Pharmacopsychiatry 2012; 45 - A10
DOI: 10.1055/s-0032-1326753

Clinical effectiveness, pharmacokinetics and pharmacogenetics of mirtazapine in depression

E Jaquenoud Sirot 1, S Harenberg 1, P Vandel 2, CA Mendonça Lima 3, P Perrenoud 4, K Kemmerling 5, DF Zullino 6, H Hilleret 7, S Crettol 8, M Jonzier-Perey 8, K Powell Golay 8, M Brocard 8, CB Eap 8, P Baumann 8
  • 1mediQ, Psychiatric Clinic Königsfelden, Psychiatrische Dienste Aargau AG, Brugg, Switzerland
  • 2Psychiatrie de l'adulte, CHU, Besançon, France
  • 3Departamento de Psiquiatria e Saúde Mental, CHAA, Guimarães, Portugal
  • 4Psychiatriezentrum Oberwallis, Brig, Switzerland
  • 5Kantonales Spital Herisau, Herisau, Switzerland
  • 6Département de Psychiatrie, Hôpitaux Universitaires de Genève
  • 7Clinique de Psychiatrie Gériatrique, HUG, Belle-Idée, Chêne-Bourg, Geneva, Switzerland
  • 8Département de Psychiatrie, DP-CHUV, Prilly-Lausanne, Switzerland

Introduction: The aim of this study was to evaluate the relationship between the efficacy of mirtazapine (MIR) and steady-state plasma concentrations of its enantiomers and metabolites in moderately to severely depressed patients, taking their pharmacogenetic status into account.
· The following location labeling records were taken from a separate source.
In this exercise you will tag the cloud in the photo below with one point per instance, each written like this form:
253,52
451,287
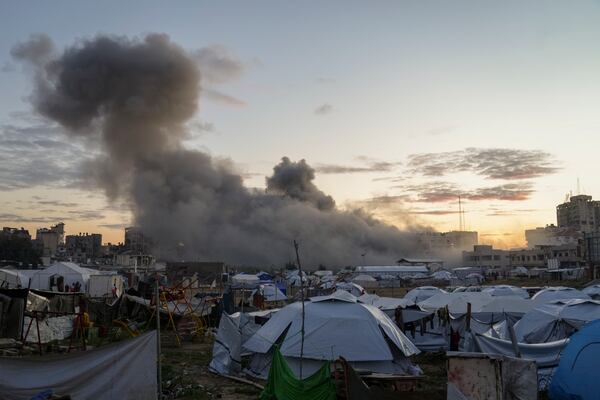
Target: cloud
494,163
369,165
37,155
439,192
324,109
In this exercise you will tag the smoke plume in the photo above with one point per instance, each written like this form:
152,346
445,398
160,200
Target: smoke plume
129,99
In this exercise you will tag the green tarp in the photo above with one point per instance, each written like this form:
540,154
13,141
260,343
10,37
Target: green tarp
283,384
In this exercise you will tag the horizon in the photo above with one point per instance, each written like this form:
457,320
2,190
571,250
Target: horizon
494,104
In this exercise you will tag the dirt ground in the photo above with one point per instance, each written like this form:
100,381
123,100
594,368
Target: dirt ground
185,373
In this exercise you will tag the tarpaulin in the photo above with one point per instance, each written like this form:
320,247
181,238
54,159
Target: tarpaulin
283,384
124,370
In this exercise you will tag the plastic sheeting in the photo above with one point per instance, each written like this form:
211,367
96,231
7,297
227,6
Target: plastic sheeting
577,373
124,370
332,329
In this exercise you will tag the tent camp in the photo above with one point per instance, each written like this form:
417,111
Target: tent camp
270,292
352,288
552,322
577,373
558,293
334,325
365,280
422,293
61,274
506,290
593,291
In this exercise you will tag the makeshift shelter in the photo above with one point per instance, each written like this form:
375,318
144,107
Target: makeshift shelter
245,280
60,275
365,280
558,293
577,374
270,292
333,326
506,290
352,288
422,293
593,291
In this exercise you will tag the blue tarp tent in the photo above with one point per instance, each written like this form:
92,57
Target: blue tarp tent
577,376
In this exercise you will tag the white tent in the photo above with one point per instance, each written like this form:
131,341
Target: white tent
71,273
506,290
554,321
245,280
558,293
352,288
270,292
365,280
456,302
422,293
593,291
335,325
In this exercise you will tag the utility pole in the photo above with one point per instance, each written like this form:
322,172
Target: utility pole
301,299
158,349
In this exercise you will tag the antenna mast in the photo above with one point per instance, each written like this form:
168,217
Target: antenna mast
301,299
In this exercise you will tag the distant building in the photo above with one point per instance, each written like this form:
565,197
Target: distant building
48,240
486,257
445,241
80,248
10,233
580,212
136,241
552,235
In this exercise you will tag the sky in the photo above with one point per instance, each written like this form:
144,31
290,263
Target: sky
399,106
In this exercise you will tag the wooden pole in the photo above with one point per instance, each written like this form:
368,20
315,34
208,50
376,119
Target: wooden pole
158,349
301,299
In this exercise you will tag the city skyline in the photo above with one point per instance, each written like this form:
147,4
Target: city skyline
491,103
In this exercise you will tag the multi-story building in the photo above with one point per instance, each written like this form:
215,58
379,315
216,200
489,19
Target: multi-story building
83,247
486,257
136,242
580,212
552,235
48,239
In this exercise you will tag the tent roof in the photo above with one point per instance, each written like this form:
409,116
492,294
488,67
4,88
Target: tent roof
332,329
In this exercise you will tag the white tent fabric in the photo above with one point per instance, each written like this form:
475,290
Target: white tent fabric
558,293
555,321
456,302
124,370
70,272
245,280
271,293
506,290
422,293
352,288
593,291
333,327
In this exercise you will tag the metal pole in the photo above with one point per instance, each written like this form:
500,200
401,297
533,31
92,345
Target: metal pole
158,350
302,299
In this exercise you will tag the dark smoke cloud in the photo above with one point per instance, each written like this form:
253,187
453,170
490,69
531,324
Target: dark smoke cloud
130,99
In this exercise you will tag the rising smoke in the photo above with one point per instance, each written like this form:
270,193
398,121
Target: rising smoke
130,100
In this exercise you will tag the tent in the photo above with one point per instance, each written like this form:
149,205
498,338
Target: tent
558,293
334,325
245,280
577,374
593,291
555,321
271,293
66,272
365,280
422,293
352,288
506,290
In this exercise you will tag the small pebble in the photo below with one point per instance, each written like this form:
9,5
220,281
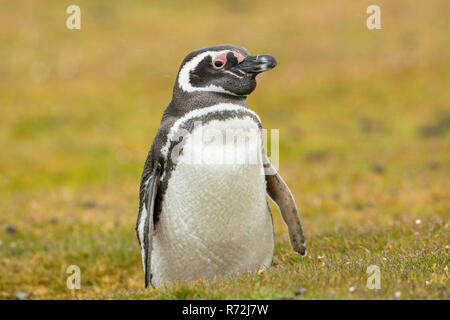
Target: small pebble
19,295
299,291
11,229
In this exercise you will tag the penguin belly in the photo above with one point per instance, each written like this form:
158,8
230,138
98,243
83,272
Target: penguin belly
214,218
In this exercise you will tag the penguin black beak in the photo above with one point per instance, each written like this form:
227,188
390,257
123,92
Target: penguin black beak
257,64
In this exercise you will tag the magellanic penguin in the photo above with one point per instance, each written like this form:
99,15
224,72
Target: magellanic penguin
203,210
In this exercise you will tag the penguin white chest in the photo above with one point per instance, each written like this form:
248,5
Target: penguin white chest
214,216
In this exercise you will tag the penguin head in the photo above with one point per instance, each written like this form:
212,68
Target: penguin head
226,69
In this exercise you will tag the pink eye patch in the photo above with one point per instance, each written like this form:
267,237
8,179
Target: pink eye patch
221,60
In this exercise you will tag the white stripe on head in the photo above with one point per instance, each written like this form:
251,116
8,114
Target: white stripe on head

Method: In- and out-patients with major depressive episode (17-item Hamilton Depression Rating Scale, HAMD, total scores ≥18 points and Mini-Mental State Examination scores ≥24) received MIR for 8 weeks (30mg/day on days 1–14 and 30–45mg/day on days 15–56). A total of 45 patients (mean age 51 years; range 19–79) were included. Results: MIR treatment resulted in a significant (p<0.0001, Wilcoxon test) improvement in mean HAMD total score at the end of the study. The analysis of the enantiomers of MIR and its hydroxylated (OH-MIR) and demethylated (DMIR) metabolites in non-hydrolyzed and hydrolyzed plasma samples on days 14 and 56 showed a clear influence of gender and age on these parameters. Moreover, non-smokers had higher MIR plasma levels than smokers: S-MIR: 9.40±3.85 vs. 6.15±5.50 (p=0.005); R-MIR: 24.4±6.54 vs. 18.5±4.06 (p=0.003). Only in non-smokers, plasma levels of S-MIR and metabolites were associated with the CYP2D6 genotype. In patients presenting the CYP2B6 *6/*6 genotype (n=8), S-OH-MIR concentrations were higher than in the other patients (n=37), and the reduction of the HAMD scores was significantly more pronounced in the CYP2B6 *6/*6 genotyped patients at the end of the study. Conclusions: High CYP1A2 activity seen in smokers can mask the influence of the CYP2D6 genotype. The role of CYP2B6 for the metabolism and effectiveness of MIR should be further investigated.